The business case for commercial space stations is still a matter of speculation. Some companies thinking about participating in the CLD program are looking to NASA to increase its investment in, and speed up its timetable for supporting, commercial stations.

“We’re a little disappointed in the amount of money NASA wants to put against it and the timeline,” John Roth, vice president of business development at Sierra Nevada Corporation’s space systems business unit. He spoke at a March 31 event for selected members of the media about his company’s plans for a commercial space station.

The company announced at that event that it was developing a space station, called simply SNC Space Station, that would be use inflatable modules the company is developing and be serviced by cargo and crew versions of its Dream Chaser vehicle. While SNC discussed in passing its interest in commercial space stations at past events, this event was focused on its plans for that station and working with NASA.

Roth said SNC would participate in the CLD program, and expected to get one of the initial Space Act Agreements to fund initial development. However, he argued NASA needed to invest more money and move more quickly to avoid a gap when the station reaches the end of its life. “We think there should be much more of a sense of urgency to get a space station up before the ISS is retired,” he said, warning that the “reality of space” could cause the ISS to end long before projected schedules for its planned retirement.

“We have done financial modeling and it’s not going to be inexpensive,” Roth said of SNC’s proposed space station. “We’re prepared to invest beside NASA in a public-private partnership to make that happen.”

He said that a schedule that calls for reaching the PDR phase of development by 2025 is “too late” and that SNC could move quickly. “We think it should be a public-private partnership,” he later noted, because of the expectation NASA will be an anchor tenant and levy requirements on the station before allowing its astronauts on board.

The company offered few details on the cost of its proposed station and how much it would invest on its own for a station. “We have done financial modeling and it’s not going to be inexpensive,” Roth said, noting only that it would cost a “small fraction” of the ISS. “We’re prepared to invest beside NASA in a public-private partnership to make that happen.”

It will have company.
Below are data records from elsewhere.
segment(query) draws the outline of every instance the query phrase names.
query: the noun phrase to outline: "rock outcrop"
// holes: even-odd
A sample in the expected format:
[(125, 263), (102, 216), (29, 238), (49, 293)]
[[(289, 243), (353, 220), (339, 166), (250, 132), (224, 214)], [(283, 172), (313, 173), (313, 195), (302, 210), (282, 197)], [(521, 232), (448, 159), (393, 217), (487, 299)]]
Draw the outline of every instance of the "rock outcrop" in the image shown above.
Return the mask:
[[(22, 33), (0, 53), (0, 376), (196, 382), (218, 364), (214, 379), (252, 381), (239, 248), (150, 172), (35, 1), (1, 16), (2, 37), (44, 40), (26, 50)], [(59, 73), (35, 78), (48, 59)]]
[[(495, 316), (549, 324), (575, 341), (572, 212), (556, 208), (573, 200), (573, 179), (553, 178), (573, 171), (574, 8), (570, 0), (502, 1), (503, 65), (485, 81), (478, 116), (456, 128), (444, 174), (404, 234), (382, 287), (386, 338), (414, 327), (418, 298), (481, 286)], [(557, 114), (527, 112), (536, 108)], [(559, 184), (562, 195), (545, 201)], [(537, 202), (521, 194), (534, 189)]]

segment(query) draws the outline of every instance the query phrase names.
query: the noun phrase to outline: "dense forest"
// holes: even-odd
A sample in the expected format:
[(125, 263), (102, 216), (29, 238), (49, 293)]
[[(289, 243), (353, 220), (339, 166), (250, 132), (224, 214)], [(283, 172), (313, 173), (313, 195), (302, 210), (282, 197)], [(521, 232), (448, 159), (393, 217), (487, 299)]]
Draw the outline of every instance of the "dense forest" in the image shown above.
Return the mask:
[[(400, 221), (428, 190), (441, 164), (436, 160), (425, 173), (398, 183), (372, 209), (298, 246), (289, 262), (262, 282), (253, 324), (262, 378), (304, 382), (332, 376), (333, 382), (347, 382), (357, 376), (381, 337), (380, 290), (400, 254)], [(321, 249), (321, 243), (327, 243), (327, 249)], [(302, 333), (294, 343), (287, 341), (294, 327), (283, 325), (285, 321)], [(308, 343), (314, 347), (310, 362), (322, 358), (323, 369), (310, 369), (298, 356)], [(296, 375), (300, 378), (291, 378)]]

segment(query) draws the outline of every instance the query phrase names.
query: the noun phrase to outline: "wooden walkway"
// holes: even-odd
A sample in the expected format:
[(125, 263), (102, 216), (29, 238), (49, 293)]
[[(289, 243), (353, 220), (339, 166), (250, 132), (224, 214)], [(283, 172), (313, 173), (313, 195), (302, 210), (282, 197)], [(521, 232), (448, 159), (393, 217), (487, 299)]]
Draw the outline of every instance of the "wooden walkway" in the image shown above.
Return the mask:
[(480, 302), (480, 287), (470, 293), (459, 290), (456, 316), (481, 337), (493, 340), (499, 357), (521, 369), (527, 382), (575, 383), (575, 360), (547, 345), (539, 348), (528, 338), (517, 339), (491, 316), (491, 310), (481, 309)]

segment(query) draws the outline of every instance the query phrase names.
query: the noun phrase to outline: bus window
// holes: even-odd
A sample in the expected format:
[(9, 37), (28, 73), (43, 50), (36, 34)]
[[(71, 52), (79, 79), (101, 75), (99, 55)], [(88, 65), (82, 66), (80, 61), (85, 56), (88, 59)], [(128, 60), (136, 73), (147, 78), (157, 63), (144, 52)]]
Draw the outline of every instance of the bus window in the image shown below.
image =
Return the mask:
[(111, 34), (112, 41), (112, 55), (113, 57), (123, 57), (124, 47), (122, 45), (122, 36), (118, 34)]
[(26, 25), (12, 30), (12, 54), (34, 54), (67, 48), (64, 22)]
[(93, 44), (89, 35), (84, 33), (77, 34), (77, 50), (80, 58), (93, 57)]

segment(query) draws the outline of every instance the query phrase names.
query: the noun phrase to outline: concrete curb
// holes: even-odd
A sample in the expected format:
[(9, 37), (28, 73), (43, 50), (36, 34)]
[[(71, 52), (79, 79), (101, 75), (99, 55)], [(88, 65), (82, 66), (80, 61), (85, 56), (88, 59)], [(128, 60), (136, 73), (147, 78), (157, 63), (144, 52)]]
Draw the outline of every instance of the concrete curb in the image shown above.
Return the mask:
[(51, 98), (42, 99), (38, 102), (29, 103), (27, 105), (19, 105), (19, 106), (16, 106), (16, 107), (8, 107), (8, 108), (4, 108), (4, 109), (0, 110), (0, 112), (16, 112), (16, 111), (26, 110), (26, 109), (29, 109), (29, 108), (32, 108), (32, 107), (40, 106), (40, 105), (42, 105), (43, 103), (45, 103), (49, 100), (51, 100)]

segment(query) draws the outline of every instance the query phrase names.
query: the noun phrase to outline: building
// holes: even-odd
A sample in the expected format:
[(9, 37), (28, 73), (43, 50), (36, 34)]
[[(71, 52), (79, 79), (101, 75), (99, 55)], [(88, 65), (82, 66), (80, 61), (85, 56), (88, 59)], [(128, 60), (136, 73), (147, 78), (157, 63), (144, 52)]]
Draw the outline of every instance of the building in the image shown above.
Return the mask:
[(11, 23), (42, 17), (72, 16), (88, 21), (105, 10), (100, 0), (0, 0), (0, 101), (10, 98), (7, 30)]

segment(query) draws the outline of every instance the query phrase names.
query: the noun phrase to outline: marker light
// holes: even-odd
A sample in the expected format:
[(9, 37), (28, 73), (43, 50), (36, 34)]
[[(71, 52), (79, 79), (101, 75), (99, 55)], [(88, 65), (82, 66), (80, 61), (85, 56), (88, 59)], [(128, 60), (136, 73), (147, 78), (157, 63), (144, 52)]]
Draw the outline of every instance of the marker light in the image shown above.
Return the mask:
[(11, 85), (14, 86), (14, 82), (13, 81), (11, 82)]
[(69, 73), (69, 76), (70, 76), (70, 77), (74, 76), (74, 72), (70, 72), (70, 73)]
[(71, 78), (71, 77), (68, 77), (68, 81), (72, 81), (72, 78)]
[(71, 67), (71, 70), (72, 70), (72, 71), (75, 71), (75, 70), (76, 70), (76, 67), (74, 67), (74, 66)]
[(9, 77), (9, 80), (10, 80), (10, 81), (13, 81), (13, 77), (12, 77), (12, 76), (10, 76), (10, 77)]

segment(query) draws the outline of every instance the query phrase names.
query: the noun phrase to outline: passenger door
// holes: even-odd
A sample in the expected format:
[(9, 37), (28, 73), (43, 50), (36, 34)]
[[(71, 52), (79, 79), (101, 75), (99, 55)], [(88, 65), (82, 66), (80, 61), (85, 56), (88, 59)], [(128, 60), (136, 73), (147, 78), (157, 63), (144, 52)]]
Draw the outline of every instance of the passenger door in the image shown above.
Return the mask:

Axiom Space will likely be interested in the CLD program, along with Nanoracks, another company with commercial space station ambitions. Redwire, a company formed last year through the combination of several smaller companies, such as space manufacturing company Made In Space, has also shown an interest in the program.

Redwire announced March 25 it would merge with a special-purpose acquisition corporation (SPAC) to go public, raising $170 million to allow it to make “strategic investments” and acquisitions. In an investor presentation, it highlighted LEO commercialization as a strategic focus area, noting its technologies are “foundational for the second golden age of space,” which included commercial space stations.

But even as money flows into the space industry, the costs of both developing and operating a commercial station will likely require additional investment, either from the private sector or from NASA. McAlister noted at the industry day that the funding it will offer in phase 2 of CLD has yet to be determined, and will depend in part on what prices industry says it needs to charge to close its business case. “I can tell you that we plan on spending many hundreds of millions of dollars annually on the services in phase 2,” he said.

“For those of you who want to know what NASA’s plan is, this is it,” he said of CLD. “We really feel like this is a robust and comprehensive plan.”